The Norwegian Crop Research Institute, Vagones Research Station, N-8010 Bode, Norway
SUMMARY
Genotypic variation for important agronomic characters was assessed between and within 11 local populations of white clover (Trifolium repens L.) using replicated clonal experiments at two locations in Norway. The populations were collected from between 58°52'N and 69°30'N latitude, and from altitudes of 10 to 450 m above sea level. Genotypic variances were highly significant (p<0.001) for winter hardiness, spring growth, morphological characteristics, DMY, general performance and seed yield.

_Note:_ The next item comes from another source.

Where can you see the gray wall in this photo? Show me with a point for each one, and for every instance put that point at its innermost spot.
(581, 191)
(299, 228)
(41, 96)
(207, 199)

Highly significant genotype x location (GxL)-interaction were detected for all characters evaluated at both locations. The genotypic variances exceeded or were in the same order as the environmental variances for most traits and the broad sense heritability (h2bi) estimates varied from 0.43 to 0.66, with leaflet length and internode length having the highest heritabilities. Seed yield exhibited the highest relative amount of genotypic variability, expressed as genotypic coefficient of variation (CVO). There was a tendency towards higher genetic variability within the local populations from the most marginal areas for several of the characters studied. Foliage height, leaflet length, DMY and general performance were all significant and positively intercorrelated. Winter survival was positively correlated with general performance, spring growth and DMY, but negatively associated with internode length. Considerable differences were revealed among populations with regard to sign and magnitude of the estimated correlations. Path coefficient analysis revealed that foliage height had the highest positive direct effect on DMY.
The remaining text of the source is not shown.